Para concluir, se dice que, desencantada por la situación del país, un día partió para siempre hacia Honduras, donde se involucró activamente en su amada obra salesiana, regentada allá por el sacerdote José de la Cruz Turcios y Barahona, futuro arzobispo de Tegucigalpa. Su deceso ocurrió el 20 de abril de 1951, próxima a completar los 81 años.

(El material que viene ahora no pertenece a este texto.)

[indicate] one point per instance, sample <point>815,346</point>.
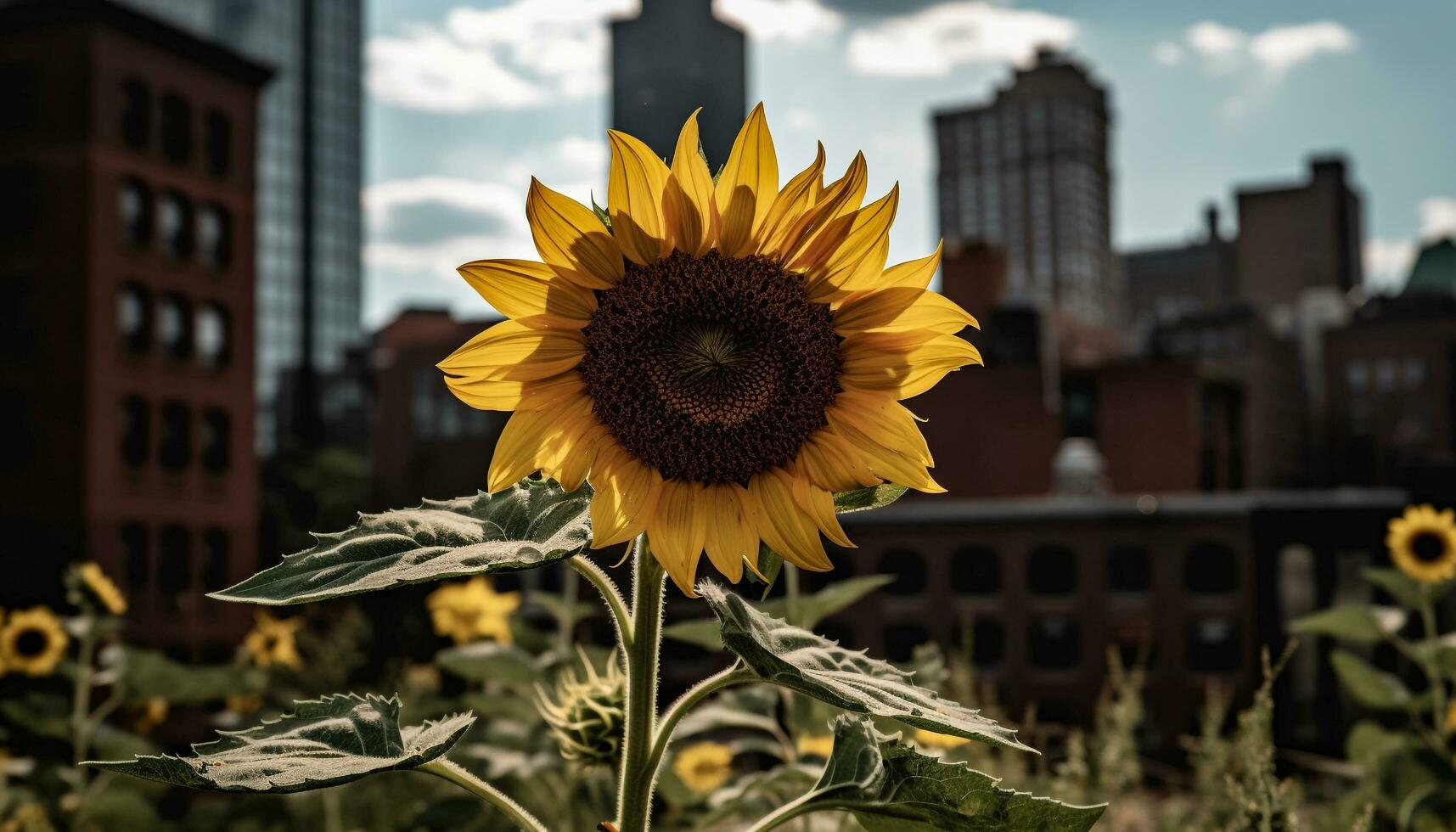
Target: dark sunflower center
<point>1427,547</point>
<point>711,369</point>
<point>31,643</point>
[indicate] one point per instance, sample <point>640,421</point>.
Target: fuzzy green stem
<point>609,593</point>
<point>633,779</point>
<point>446,770</point>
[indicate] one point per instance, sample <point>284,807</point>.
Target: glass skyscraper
<point>309,177</point>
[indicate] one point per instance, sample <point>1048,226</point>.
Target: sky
<point>466,99</point>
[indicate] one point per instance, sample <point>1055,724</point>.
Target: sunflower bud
<point>586,716</point>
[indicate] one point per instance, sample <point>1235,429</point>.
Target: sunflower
<point>32,642</point>
<point>1423,544</point>
<point>274,642</point>
<point>472,610</point>
<point>715,359</point>
<point>102,587</point>
<point>704,767</point>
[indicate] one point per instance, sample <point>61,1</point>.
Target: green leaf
<point>531,525</point>
<point>812,610</point>
<point>1369,687</point>
<point>323,742</point>
<point>891,787</point>
<point>822,669</point>
<point>1358,622</point>
<point>867,498</point>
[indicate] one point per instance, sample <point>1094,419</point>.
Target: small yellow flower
<point>472,610</point>
<point>704,767</point>
<point>930,739</point>
<point>1423,544</point>
<point>32,642</point>
<point>271,642</point>
<point>818,745</point>
<point>101,586</point>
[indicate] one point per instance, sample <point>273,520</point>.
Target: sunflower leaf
<point>533,524</point>
<point>822,669</point>
<point>891,787</point>
<point>323,742</point>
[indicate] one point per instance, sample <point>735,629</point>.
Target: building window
<point>175,447</point>
<point>1052,570</point>
<point>908,569</point>
<point>217,142</point>
<point>1054,643</point>
<point>1211,569</point>
<point>134,211</point>
<point>136,430</point>
<point>175,327</point>
<point>214,559</point>
<point>213,335</point>
<point>1213,644</point>
<point>175,559</point>
<point>216,441</point>
<point>136,114</point>
<point>177,128</point>
<point>134,557</point>
<point>975,570</point>
<point>1128,570</point>
<point>175,225</point>
<point>134,317</point>
<point>214,236</point>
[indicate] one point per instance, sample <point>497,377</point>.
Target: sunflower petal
<point>635,199</point>
<point>517,353</point>
<point>745,187</point>
<point>525,289</point>
<point>688,203</point>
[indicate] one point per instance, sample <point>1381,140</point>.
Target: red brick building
<point>127,302</point>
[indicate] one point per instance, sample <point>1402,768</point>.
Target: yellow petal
<point>688,203</point>
<point>733,534</point>
<point>747,185</point>
<point>900,311</point>
<point>635,199</point>
<point>517,353</point>
<point>903,363</point>
<point>677,529</point>
<point>529,290</point>
<point>855,258</point>
<point>571,239</point>
<point>790,205</point>
<point>830,462</point>
<point>627,492</point>
<point>784,525</point>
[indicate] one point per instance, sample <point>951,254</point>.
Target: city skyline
<point>1203,105</point>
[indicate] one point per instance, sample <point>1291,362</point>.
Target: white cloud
<point>1168,53</point>
<point>781,20</point>
<point>936,40</point>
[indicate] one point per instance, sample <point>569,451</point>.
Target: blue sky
<point>469,98</point>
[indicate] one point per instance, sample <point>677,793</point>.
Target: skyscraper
<point>309,174</point>
<point>670,60</point>
<point>1028,174</point>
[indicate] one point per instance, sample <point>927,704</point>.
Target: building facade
<point>670,60</point>
<point>127,252</point>
<point>1030,174</point>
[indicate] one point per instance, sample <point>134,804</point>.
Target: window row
<point>1053,570</point>
<point>171,557</point>
<point>173,325</point>
<point>171,436</point>
<point>168,121</point>
<point>178,228</point>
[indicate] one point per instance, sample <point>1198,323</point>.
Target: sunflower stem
<point>446,770</point>
<point>609,593</point>
<point>635,780</point>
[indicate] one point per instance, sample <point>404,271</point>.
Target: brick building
<point>127,283</point>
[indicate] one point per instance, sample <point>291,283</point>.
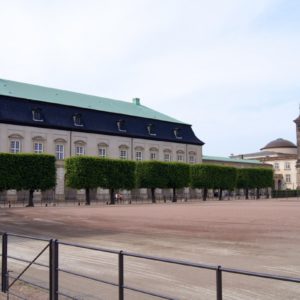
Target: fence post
<point>53,270</point>
<point>121,275</point>
<point>219,283</point>
<point>4,273</point>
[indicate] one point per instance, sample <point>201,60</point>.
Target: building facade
<point>35,119</point>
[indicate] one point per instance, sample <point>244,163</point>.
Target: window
<point>102,152</point>
<point>37,115</point>
<point>60,151</point>
<point>38,148</point>
<point>77,120</point>
<point>151,129</point>
<point>121,125</point>
<point>152,155</point>
<point>138,155</point>
<point>79,150</point>
<point>192,159</point>
<point>177,133</point>
<point>123,154</point>
<point>15,146</point>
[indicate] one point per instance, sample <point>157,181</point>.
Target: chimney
<point>136,101</point>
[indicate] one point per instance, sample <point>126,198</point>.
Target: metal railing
<point>54,270</point>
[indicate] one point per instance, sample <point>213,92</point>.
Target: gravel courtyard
<point>256,235</point>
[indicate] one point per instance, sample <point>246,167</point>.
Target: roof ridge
<point>65,97</point>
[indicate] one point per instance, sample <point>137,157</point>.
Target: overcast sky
<point>231,68</point>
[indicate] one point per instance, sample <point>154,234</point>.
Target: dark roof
<point>279,143</point>
<point>20,112</point>
<point>56,96</point>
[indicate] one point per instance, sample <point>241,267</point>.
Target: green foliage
<point>83,172</point>
<point>27,171</point>
<point>92,172</point>
<point>151,174</point>
<point>177,175</point>
<point>213,176</point>
<point>255,178</point>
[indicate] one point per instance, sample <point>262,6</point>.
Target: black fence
<point>54,270</point>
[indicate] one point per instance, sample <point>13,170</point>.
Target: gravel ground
<point>256,235</point>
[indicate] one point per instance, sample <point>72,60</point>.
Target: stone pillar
<point>60,181</point>
<point>297,121</point>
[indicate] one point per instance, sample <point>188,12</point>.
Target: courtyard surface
<point>254,235</point>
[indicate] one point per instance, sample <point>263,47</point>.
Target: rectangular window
<point>123,154</point>
<point>138,155</point>
<point>102,152</point>
<point>79,150</point>
<point>179,157</point>
<point>38,148</point>
<point>152,156</point>
<point>192,159</point>
<point>167,157</point>
<point>15,146</point>
<point>60,151</point>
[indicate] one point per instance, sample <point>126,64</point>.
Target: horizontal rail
<point>161,296</point>
<point>27,261</point>
<point>89,247</point>
<point>87,277</point>
<point>261,275</point>
<point>171,261</point>
<point>29,237</point>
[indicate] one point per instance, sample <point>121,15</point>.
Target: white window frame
<point>15,146</point>
<point>167,156</point>
<point>138,155</point>
<point>38,147</point>
<point>60,151</point>
<point>123,154</point>
<point>102,152</point>
<point>79,150</point>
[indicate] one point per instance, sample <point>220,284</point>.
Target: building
<point>282,155</point>
<point>45,120</point>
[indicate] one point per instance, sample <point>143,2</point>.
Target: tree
<point>28,172</point>
<point>84,172</point>
<point>250,178</point>
<point>151,175</point>
<point>208,176</point>
<point>177,176</point>
<point>118,174</point>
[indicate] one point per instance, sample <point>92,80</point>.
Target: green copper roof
<point>51,95</point>
<point>233,160</point>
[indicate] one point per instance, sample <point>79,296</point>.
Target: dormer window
<point>151,129</point>
<point>37,115</point>
<point>77,120</point>
<point>121,125</point>
<point>177,133</point>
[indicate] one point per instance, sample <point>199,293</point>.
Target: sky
<point>230,68</point>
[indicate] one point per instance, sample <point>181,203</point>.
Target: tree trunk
<point>87,197</point>
<point>112,196</point>
<point>153,195</point>
<point>174,195</point>
<point>30,200</point>
<point>220,194</point>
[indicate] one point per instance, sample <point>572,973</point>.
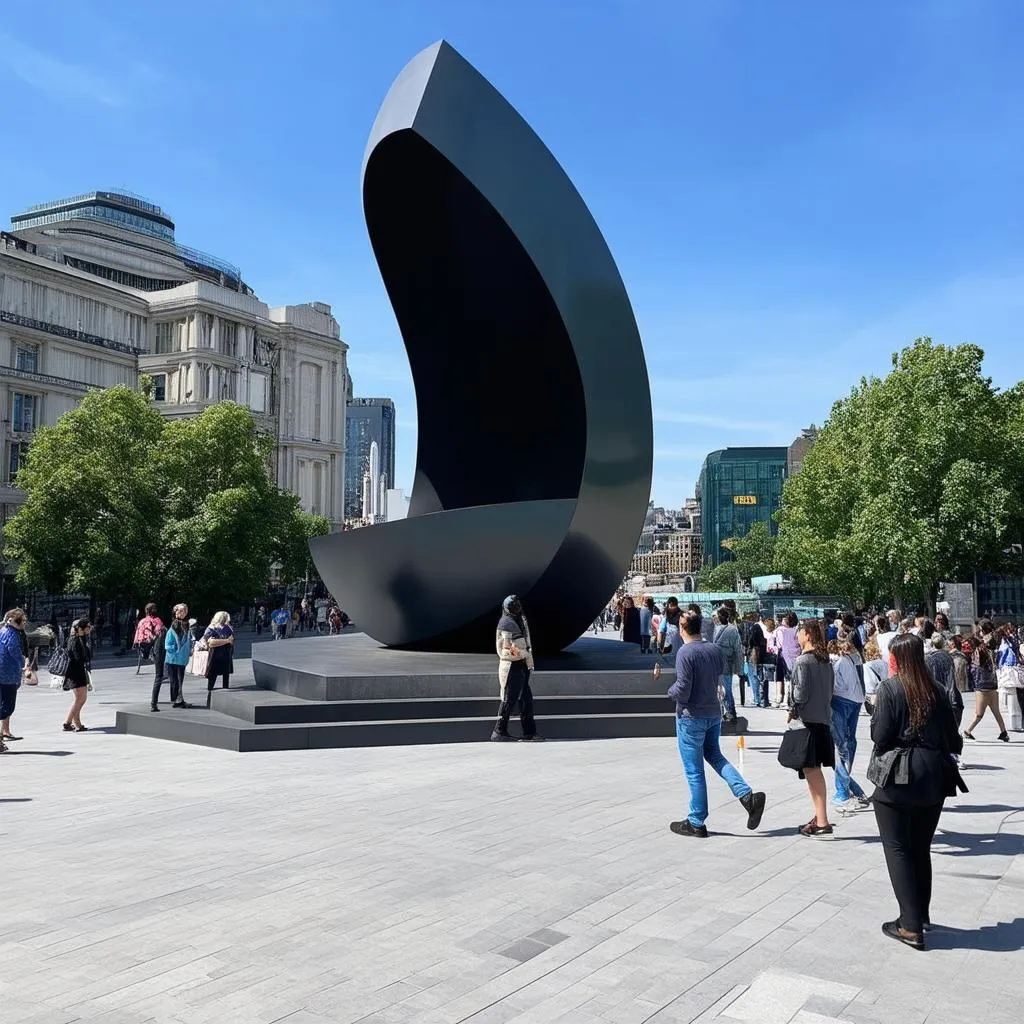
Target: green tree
<point>908,483</point>
<point>93,506</point>
<point>224,521</point>
<point>123,504</point>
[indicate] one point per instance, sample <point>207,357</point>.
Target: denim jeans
<point>698,741</point>
<point>730,699</point>
<point>844,726</point>
<point>754,678</point>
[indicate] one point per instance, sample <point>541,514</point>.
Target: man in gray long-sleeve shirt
<point>698,727</point>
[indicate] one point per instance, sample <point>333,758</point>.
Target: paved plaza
<point>146,881</point>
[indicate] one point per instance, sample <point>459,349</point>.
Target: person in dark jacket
<point>77,678</point>
<point>515,666</point>
<point>698,725</point>
<point>631,622</point>
<point>915,736</point>
<point>986,689</point>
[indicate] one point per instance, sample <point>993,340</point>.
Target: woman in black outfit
<point>915,737</point>
<point>77,677</point>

Inhumada en el cementerio de Comayagüela —no muy lejos de la capital—, años después sus restos fueron repatriados, y hoy yacen en el Cementerio General de Cartago. Aunque poco conocido, su fecundo ejemplo permanece latente en nuestros anales históricos, como una inextinguible fuente de inspiración para quienes luchen por la libertad, en favor de los desvalidos y contra todo aquello que atente contra la dignidad del ser humano.